We cannot, however, go back to historical cost accounting as that is backward looking when what is required must be forward-looking.
I am, then, suggesting the adoption of what I am calling sustainable cost accounting as a basis for accountancy in the era of climate crisis. Like other capital maintenance concepts this has to be capable of relatively straightforward explanation. I suggest that this concept is one that reconciles the sustainability of the entity using it with the sustainability of the environment in which it works. It does this by requiring that each such entity appraise its environmental viability, and it is this environmental viability which then determines whether the entity is a going concern, or not.
I stress that in undertaking this appraisal the entity would have to use the precautionary principle. In other words, if there was doubt as to viability it must err on the side of environmental caution. The entity could not then, for example, assume that an as yet unknown solution to a current problem will be found: that would be unacceptable. And not can optimistic outcomes be accepted when the evidence is that in this area they rarely occur. This approach does, then, re-embrace the idea of prudence that accountancy abandoned when adopting International Financial Reporting Standards.
In practice this approach would require that the entity undertaking this review must appraise all its business processes and the investments related to them to determine whether they can be made compliant with the constraints that ensuring global temperature changes are capped at 1.5 degrees impose. Given the use of the precautionary principle, this requires that the processes become carbon neutral within an agreed timescale, and not later than 2030, and that the costs of achieving this be assessed.
The entity has to then state the value of the assets engaged in these processes in their accounts at the lower of their cost or net realisable value (both estimated using the principles of historical cost accounting) or at that cost or net realisable value less the provision required to make the processes in which the asset is used carbon neutral. If the result is a liability, rather than an asset, provision for that liability would have to be made. And, unless it can be shown that there are reasonably anticipatable new sources of capital likely to be available (which must be specified) to assist this process of transition then they cannot be taken into consideration in determining the resulting solvency, or otherwise, of the entity. In other works, prudence shall again prevail.

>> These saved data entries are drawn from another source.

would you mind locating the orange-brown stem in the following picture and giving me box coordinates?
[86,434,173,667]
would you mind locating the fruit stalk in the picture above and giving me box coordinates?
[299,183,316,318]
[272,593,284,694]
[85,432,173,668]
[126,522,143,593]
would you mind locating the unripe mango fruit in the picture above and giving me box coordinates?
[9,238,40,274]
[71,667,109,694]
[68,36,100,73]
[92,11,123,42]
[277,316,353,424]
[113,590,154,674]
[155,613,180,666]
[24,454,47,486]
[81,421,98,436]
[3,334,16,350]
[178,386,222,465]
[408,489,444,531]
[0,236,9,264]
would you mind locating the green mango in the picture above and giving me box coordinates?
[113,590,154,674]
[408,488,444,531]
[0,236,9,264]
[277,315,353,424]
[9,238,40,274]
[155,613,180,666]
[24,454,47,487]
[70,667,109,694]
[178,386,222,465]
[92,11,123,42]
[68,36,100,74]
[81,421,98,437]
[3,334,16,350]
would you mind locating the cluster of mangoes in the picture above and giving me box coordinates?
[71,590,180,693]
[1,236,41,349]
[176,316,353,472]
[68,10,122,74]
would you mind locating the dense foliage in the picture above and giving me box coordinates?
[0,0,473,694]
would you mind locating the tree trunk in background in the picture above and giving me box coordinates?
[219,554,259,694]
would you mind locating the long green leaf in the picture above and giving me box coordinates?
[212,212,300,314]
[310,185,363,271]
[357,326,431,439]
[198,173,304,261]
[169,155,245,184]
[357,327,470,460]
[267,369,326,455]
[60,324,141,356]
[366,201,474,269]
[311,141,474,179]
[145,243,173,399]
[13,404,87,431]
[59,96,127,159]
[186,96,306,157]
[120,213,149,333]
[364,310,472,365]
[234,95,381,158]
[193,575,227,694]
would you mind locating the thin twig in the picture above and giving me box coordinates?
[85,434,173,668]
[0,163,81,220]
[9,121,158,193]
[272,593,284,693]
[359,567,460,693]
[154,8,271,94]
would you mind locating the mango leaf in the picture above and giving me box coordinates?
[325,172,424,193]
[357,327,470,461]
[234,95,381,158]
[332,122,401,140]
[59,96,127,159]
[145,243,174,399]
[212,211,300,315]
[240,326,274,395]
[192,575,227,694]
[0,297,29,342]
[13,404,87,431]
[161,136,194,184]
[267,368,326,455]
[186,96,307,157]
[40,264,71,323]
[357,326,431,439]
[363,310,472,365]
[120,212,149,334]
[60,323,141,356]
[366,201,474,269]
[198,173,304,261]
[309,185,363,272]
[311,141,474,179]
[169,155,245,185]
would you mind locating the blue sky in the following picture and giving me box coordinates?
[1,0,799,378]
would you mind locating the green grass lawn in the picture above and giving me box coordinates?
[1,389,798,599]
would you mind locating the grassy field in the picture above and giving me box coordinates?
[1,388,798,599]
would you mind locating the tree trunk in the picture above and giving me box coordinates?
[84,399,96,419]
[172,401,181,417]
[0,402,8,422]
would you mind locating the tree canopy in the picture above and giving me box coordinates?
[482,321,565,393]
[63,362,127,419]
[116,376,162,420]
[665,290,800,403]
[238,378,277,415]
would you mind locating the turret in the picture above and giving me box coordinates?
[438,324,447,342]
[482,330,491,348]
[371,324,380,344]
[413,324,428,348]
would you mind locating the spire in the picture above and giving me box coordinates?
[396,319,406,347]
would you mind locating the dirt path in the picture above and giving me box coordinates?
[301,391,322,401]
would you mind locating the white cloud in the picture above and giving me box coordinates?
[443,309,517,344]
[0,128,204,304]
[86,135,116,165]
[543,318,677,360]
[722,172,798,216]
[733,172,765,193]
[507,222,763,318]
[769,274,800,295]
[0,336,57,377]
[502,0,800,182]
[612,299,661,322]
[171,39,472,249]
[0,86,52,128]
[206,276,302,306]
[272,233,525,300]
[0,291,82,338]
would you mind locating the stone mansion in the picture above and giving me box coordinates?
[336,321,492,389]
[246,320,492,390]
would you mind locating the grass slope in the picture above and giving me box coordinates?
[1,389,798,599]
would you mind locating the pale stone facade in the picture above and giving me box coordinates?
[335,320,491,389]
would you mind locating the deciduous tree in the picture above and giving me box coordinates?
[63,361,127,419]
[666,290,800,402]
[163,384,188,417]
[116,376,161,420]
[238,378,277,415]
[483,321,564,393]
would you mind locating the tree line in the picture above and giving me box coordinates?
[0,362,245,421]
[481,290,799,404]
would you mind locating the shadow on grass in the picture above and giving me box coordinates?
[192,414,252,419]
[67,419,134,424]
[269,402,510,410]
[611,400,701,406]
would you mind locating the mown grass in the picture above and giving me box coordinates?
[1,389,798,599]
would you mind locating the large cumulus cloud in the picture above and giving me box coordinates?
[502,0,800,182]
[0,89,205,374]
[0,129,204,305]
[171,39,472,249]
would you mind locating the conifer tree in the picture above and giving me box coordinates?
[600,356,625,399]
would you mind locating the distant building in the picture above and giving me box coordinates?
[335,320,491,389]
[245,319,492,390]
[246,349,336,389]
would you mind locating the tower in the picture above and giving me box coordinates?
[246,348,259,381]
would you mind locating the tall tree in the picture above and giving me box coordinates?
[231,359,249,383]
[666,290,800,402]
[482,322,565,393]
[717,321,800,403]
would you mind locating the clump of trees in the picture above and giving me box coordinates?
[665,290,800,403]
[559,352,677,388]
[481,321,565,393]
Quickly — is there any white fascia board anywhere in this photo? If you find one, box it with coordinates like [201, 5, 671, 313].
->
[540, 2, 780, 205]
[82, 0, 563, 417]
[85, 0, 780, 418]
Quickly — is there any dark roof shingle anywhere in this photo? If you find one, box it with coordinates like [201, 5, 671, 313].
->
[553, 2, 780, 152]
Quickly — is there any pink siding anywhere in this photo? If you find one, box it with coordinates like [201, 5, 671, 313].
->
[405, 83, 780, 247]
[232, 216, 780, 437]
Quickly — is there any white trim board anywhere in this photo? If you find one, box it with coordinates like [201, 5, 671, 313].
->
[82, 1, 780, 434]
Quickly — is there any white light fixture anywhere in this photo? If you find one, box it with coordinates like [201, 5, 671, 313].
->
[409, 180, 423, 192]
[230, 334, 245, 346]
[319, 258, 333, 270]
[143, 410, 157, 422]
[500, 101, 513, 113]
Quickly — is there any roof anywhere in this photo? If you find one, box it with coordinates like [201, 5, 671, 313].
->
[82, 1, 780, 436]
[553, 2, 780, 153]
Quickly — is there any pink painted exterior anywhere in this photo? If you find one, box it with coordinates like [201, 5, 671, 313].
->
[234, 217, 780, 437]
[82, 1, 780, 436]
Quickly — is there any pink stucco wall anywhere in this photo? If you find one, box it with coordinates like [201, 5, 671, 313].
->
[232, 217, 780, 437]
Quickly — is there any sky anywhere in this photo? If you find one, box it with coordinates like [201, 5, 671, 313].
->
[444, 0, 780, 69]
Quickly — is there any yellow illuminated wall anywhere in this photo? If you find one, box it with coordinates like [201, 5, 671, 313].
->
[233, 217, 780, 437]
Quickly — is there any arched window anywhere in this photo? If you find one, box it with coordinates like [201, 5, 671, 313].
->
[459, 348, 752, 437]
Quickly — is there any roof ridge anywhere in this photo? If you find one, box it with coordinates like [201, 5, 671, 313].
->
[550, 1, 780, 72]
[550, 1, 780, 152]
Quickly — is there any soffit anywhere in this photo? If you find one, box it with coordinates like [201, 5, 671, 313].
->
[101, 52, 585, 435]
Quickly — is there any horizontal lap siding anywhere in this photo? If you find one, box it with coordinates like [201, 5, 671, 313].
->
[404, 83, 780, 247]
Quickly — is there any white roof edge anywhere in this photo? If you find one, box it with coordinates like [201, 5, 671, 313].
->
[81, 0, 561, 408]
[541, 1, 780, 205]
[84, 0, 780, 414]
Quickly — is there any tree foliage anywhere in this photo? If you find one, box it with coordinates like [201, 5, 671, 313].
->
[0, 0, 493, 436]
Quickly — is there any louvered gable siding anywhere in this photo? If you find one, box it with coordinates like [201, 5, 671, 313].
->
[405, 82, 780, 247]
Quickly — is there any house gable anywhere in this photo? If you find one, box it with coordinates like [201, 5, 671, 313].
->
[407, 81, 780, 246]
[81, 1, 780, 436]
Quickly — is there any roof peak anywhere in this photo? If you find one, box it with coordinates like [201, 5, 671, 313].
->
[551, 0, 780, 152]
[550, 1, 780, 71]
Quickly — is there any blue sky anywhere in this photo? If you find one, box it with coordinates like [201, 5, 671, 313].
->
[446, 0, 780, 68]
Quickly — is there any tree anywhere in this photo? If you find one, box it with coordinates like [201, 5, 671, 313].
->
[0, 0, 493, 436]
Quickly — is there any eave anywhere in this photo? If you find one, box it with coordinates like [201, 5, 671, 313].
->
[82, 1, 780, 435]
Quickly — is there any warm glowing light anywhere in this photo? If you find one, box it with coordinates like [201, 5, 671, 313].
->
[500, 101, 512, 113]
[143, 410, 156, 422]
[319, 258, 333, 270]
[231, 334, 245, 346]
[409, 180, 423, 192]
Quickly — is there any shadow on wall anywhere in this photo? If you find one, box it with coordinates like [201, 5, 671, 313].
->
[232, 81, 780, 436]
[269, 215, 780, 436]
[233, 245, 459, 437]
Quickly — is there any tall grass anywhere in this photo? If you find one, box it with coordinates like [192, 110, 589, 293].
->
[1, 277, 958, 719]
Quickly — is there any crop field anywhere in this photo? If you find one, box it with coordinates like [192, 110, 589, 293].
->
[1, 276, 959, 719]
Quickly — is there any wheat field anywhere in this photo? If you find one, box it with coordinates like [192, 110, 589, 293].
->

If when this appraisal has been undertaken the entity cannot be shown to be solvent on a sustainable basis the entity will have to cease to trade, just as it might in any other circumstance. That it might command significant financial capital at the time of doing so is not the point: the constraint in sustainable cost accounting is the environment and not availability of financial capital, and it would be better that the financial capital in question be reallocated to other activities if the result of its use in the existing activity would be the breach of environmental constraints. This is the world we now live in.
This approach to accounting is radical. The impact on the valuation of many companies – and most especially the most complex of multinational corporations – may be dramatic. This, however, is only a recognition of what tackling the climate crisis demands. Pretending that the commercial world can continue as at present without taking the dramatic steps required to transform all aspects of their processes is to simply misrepresent the truth that we must face. Such action is going to have to happen, in which case accounting must reflect it.
Sustainable cost accounting recognises this reality and requires that action to address this issue be taken immediately. It then demands that realistic plans to address identified issues be prepared and costed. And it demands that those companies that cannot achieve these goals cease to trade. This is what the climate crisis requires. This is how accounting should respond to it. The reality of the climate crisis requires nothing less.